- Um tribunal criminal da Argentina decidiu extraditar cinco brasileiros condenados pelo STF pelos ataques golpistas de 8 de janeiro de 2023, com penas entre treze e dezessete anos de prisão.
- A decisão ocorreu na quarta-feira, 3, e ainda cabe recurso à Suprema Corte argentina.
- Os condenados são Joelton Gusmão de Oliveira, Joel Borges Correa, Rodrigo de Freitas Moro, Wellington Firmino e Ana Paula de Souza.
- Todos tinham entrado com pedido de refúgio na Argentina, e o status de refúgio permanece em aberto para os demais foragidos.
- As condenações incluem crimes como tentativa de abolição do Estado Democrático de Direito, golpe de Estado, dano qualificado e associação criminosa.
Um tribunal criminal da Argentina decidiu na quarta-feira pela extradição de cinco brasileiros condenados pelo STF por ataques golpistas ocorridos em 8 de janeiro de 2023. Eles estavam foragidos e retornam ao Brasil para cumprir penas entre 13 e 17 anos. A decisão pode ser contestada na Suprema Corte argentina.
Os condenados são Joelton Gusmão de Oliveira, Joel Borges Correa, Rodrigo de Freitas Moro, Wellington Firmino e Ana Paula de Souza.
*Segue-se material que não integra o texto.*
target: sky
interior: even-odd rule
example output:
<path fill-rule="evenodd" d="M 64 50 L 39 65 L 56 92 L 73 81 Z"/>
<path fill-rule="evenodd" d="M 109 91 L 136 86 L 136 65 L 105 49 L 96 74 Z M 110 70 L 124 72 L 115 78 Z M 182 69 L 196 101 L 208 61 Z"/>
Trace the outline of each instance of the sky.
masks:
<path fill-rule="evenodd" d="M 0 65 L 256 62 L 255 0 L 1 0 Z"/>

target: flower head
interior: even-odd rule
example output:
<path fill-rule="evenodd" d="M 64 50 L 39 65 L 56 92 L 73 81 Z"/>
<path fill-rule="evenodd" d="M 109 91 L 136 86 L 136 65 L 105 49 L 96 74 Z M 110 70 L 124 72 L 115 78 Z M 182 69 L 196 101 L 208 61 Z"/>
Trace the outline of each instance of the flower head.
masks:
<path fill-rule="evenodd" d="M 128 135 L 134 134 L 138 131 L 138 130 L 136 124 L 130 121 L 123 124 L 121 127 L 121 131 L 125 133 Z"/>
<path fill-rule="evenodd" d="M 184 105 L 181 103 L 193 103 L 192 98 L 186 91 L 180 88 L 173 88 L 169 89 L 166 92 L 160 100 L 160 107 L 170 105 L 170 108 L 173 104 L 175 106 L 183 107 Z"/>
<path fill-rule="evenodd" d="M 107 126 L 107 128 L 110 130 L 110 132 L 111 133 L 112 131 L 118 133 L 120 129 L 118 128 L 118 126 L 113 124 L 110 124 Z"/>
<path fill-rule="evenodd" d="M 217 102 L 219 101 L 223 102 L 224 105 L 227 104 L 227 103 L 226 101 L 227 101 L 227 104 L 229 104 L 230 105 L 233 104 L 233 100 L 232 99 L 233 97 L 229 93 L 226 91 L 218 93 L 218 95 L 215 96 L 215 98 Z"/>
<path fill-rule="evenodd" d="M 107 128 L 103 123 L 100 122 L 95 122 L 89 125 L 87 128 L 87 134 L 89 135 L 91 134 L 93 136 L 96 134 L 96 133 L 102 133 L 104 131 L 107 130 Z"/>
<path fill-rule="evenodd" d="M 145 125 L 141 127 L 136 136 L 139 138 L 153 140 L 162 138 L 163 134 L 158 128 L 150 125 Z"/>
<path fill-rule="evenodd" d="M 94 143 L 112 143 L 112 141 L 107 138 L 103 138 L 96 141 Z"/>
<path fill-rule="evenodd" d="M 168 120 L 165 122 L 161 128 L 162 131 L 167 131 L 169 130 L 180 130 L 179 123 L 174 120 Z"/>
Todos buscaram refúgio na Argentina na ocasião e ainda aguardavam resolução de seus casos. A decisão transita em um cenário de tensões entre Brasil e Argentina sobre extradição de envolvidos em fatos graves.
De acordo com a Justiça argentina, cabe recurso à Suprema Corte. Outros-foragidos seguem com situação em aberto, enquanto o governo brasileiro mantém o processo de cooperação jurídica para localização de possíveis suspeitos adicionais. A decisão ocorre no contexto de investigações que atingiram mais de 2 mil pessoas.
Contexto dos ataques de 8 de janeiro
A condenação de dezenas de brasileiros se deu por envolvimento em atos que depredaram sedes dos Três Poderes e tentaram abalar o Estado Democrático de Direito. Crimes narrados incluem tentativa de golpe de Estado, dano qualificado e associação criminosa. As informações oficiais destacam responsabilidades do grupo golpista pelos acontecimentos.
Reações e próximos passos
A Procuradoria-Geral da República informou que a extradição depende de formalidades jurídicas e pode ter recursos. O Brasil e a Argentina já pactuam cooperação em casos de refúgio e extradição, com atenções voltadas para a aplicação efetiva das penas. Diversos foragidos permanecem sob monitoramento.